E depois vem a empatia. Ou a falta dela. Somos braços que gritam bandeiras de resgate de respeito, de defesa de direitos de igualdade e de amor. Somos olhos e somos bocas, que perante o “inimigo” defendemos a nossa existência e reclamamos o nosso poder. Contudo, dentro do arco-íris, quantas vezes virámos a cara? Dentro do arco-íris, quantas vezes julgámos ou nos vestimos com um sentimento de superioridade? Quantas vezes nos esquecemos, que o outro é como eu? Quantas vezes não percebemos que eu, para os outros, sou o outro? Quando vamos olhar para o outro, e incorporarmos em nós, que o outro merece respeito e resposta? Quando vamos olhar para o espelho e pintar um reflexo de que, aquilo que reclamo para mim, só estará disponível, quando eu o disponibilizar?
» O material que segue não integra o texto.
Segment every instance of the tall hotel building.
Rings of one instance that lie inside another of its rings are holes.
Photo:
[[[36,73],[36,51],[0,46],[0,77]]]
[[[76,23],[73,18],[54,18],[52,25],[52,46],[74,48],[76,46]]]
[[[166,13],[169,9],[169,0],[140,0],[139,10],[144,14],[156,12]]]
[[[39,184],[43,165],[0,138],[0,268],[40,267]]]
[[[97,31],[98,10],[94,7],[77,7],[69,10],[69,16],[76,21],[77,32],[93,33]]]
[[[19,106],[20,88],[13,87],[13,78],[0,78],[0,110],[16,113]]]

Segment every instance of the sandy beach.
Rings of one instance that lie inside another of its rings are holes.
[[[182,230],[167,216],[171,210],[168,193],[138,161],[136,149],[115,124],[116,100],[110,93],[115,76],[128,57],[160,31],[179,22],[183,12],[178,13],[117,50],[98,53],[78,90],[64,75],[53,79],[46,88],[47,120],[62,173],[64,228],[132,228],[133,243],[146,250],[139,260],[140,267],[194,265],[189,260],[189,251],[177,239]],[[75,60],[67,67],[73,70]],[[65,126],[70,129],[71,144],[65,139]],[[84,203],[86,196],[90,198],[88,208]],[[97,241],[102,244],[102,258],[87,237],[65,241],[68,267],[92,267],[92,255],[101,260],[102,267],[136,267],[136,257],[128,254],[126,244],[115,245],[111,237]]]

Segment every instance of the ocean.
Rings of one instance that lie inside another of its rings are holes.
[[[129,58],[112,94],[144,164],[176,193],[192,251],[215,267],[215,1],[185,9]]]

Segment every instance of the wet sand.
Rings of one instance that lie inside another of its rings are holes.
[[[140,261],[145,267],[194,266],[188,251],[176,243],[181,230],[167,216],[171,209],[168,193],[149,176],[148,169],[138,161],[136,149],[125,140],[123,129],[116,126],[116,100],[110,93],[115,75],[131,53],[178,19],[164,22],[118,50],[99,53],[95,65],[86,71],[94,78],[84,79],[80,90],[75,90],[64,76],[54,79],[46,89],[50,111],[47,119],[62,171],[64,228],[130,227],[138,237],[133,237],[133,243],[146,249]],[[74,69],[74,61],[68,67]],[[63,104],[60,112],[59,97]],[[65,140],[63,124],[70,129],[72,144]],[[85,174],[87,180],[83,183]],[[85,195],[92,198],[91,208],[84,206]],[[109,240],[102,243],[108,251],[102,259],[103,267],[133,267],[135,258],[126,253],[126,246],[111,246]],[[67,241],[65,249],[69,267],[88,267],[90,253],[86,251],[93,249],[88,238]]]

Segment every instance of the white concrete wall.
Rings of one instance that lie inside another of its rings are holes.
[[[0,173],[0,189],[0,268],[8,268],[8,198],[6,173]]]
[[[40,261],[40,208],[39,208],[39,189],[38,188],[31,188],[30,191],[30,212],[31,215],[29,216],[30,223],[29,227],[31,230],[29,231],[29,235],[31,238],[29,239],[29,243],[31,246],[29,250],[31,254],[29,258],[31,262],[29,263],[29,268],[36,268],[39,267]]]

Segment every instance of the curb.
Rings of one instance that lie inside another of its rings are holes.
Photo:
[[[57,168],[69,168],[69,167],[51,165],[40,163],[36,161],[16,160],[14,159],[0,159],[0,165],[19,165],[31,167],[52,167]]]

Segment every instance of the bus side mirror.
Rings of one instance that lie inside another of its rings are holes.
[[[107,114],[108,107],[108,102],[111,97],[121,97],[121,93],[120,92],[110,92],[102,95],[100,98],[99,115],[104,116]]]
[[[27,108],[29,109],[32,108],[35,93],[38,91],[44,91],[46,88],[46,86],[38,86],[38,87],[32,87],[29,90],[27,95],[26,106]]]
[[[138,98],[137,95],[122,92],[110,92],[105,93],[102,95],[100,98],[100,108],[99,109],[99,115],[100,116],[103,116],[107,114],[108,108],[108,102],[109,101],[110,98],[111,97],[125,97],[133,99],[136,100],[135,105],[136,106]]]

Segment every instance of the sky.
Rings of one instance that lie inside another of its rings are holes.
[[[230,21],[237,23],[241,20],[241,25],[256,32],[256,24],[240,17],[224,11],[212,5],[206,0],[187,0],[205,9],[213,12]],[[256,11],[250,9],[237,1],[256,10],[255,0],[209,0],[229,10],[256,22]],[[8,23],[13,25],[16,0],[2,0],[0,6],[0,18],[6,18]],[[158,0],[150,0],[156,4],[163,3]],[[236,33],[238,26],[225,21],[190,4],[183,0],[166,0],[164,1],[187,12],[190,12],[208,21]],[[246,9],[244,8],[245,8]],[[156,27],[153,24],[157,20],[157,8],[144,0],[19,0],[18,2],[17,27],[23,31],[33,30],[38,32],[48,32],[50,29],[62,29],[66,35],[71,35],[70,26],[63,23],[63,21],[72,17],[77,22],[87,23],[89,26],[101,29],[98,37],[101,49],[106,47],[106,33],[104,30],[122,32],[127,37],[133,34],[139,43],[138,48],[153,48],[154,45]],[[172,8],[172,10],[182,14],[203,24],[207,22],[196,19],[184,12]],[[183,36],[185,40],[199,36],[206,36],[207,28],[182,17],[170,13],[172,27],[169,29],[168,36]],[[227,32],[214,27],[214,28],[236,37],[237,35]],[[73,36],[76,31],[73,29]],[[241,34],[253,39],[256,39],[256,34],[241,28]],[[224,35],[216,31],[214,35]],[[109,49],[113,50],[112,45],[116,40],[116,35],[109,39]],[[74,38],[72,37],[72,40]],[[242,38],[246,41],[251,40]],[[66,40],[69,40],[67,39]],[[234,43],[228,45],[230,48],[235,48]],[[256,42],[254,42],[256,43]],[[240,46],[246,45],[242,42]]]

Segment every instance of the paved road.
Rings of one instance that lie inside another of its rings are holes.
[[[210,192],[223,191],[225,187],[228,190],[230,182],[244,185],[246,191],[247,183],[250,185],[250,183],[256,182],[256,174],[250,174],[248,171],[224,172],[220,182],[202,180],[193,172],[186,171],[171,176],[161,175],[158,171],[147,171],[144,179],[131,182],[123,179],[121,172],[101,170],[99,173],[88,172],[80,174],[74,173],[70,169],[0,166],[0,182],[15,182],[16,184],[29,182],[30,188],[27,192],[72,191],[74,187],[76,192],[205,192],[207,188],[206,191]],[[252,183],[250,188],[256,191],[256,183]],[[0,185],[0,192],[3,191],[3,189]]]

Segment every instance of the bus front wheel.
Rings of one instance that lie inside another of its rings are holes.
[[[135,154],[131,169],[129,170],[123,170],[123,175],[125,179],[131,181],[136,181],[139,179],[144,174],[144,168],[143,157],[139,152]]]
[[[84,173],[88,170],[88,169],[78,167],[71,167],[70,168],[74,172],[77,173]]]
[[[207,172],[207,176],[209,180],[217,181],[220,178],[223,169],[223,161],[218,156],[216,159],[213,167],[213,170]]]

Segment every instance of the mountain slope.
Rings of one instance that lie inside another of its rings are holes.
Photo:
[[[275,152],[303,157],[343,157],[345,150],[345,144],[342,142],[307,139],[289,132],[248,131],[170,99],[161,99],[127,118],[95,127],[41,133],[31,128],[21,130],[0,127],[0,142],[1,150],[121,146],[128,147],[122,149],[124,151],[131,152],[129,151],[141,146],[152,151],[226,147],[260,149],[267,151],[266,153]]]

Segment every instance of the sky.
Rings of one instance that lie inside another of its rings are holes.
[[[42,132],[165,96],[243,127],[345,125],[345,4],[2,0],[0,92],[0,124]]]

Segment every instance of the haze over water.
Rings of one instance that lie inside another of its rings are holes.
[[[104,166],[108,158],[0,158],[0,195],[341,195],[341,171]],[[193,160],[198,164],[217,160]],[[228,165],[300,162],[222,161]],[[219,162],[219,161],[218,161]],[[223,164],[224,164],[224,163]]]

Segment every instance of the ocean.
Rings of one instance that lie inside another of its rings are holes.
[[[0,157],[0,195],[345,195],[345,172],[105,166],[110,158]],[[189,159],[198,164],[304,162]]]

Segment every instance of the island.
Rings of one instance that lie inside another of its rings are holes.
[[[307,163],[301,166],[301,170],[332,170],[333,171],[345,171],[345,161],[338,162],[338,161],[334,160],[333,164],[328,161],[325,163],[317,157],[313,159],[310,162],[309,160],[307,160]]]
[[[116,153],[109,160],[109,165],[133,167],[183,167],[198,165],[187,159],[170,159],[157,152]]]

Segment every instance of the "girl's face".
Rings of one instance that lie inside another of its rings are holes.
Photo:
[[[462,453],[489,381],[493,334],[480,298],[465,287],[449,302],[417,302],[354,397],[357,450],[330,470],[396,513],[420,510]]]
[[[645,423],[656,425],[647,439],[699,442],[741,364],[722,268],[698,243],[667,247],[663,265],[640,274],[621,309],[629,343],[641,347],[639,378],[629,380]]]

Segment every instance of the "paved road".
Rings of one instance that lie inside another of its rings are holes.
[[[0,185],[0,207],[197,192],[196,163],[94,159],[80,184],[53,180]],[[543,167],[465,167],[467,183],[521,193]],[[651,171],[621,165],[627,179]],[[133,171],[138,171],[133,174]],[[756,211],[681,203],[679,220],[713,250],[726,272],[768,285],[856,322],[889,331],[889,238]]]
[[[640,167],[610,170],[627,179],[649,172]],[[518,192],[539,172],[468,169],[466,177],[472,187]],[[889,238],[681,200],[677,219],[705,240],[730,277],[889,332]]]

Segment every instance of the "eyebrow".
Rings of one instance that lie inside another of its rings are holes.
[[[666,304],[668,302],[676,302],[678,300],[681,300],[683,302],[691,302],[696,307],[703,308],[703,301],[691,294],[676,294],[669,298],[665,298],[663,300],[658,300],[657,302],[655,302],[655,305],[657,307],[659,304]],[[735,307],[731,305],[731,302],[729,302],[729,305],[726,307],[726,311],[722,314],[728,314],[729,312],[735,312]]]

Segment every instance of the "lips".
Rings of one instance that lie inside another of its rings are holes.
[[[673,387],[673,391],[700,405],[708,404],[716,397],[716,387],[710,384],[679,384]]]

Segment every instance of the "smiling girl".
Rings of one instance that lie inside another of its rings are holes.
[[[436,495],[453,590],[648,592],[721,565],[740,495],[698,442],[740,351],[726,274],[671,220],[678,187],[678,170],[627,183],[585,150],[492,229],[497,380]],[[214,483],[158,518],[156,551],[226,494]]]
Todas as guerras começam apenas com uma palavra. Todas as lutas nascem dentro da nossa sala. Podemos começar a limpeza por nós. Cada um de nós, a qualquer momento ainda está a tempo de travar aquilo que eventualmente, se pode vir a transformar numa luta, numa guerra. As cores da nossa bandeira não servem somente para os olhos de julgamento dos ditadores que nos querem calar, esconder ou aprisionar. As nossas cores também são válidas dentro do arco-íris. Os conservadores erguem o grande livro e gritam que Deus fez Adão e Eva, e não Adão e Pedro. As nossas mãos gravam com força nas pedras duras das cidades, que Jesus Cristo disse apenas, amai-vos uns aos outros, como eu vos amei. Não colocou no email em anexo, a lista de condições para amar, nem todos aqueles que não fariam parte da mesma. Tendo ou não, existido há 2000 anos essa figura histórica, porque não aplicamos nas nossas cores, o mesmo conceito? A comunidade LBGTQ+ precisa abraços. Existe uma necessidade urgente em que existam mais abraços entre nós. É urgente abraçar o outro, antes que tudo isto se acabe. Da próxima vez que me vires, dás-me um abraço?